It’s Super Bowl preseason — the Fed Super Bowl — and here’s how the teams are lining up. An MVP from Team Dove has yet to tip his hand, so we don’t know if he’s ready to raise interest rates. On Team Hawk, an offensive lineman who does back a rate hike will give a speech tomorrow reminding people that, yes, he still backs a rate hike.
Rate Watch is counting down to Sept. 17, when we’ll get the final score on Hawks v. Doves. A Fed vote to raise rates means the Hawks have won. If the Doves have their way, the central bank will stay the course.
While the players run their drills, mortgage rates are bumping around. The average cost of a 30-year, fixed-rate home loan ticked up last week to 3.89 percent, according to Freddie Mac‘s survey of lenders, a widely watched barometer of the market.
What do mortgage rates have to do with the Fed? Not much really. You’ve been hearing a lot about both because financial markets and their pundits are feverish with anticipation about the upcoming Fed game — er, meeting. No matter what the central bank does, markets will react.
When markets react, they frequently move mortgage rates. We saw that over the last couple weeks, when anxiety about China sent borrowing costs down.
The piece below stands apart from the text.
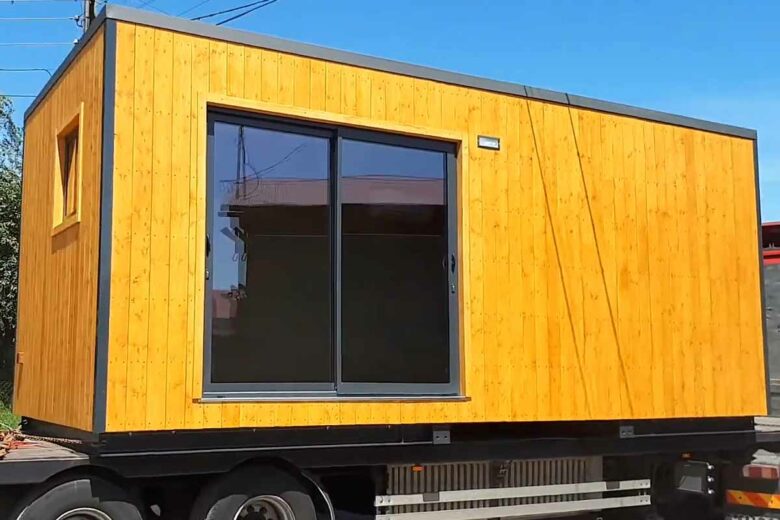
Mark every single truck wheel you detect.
[190,467,317,520]
[11,477,143,520]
Tomorrow we’ll get news on job creation, which will make markets move again.
What’s next is anyone’s guess. Things are so uncertain that one economist has resorted to quoting Bette Davis to explain the Fed, China and stock-market delirium.
“Fasten your seat belts. It’s going to be a bumpy night,” Freddie Chief Economist Sean Becketti said. “There won’t be a clear direction for mortgage rates until the Fed makes its September decision, at the earliest.”
True, but keep the big picture in mind. Mortgages are still cheaper than they were a year ago (4.1 percent) and not far from the record-low 3.31 percent set in November 2012.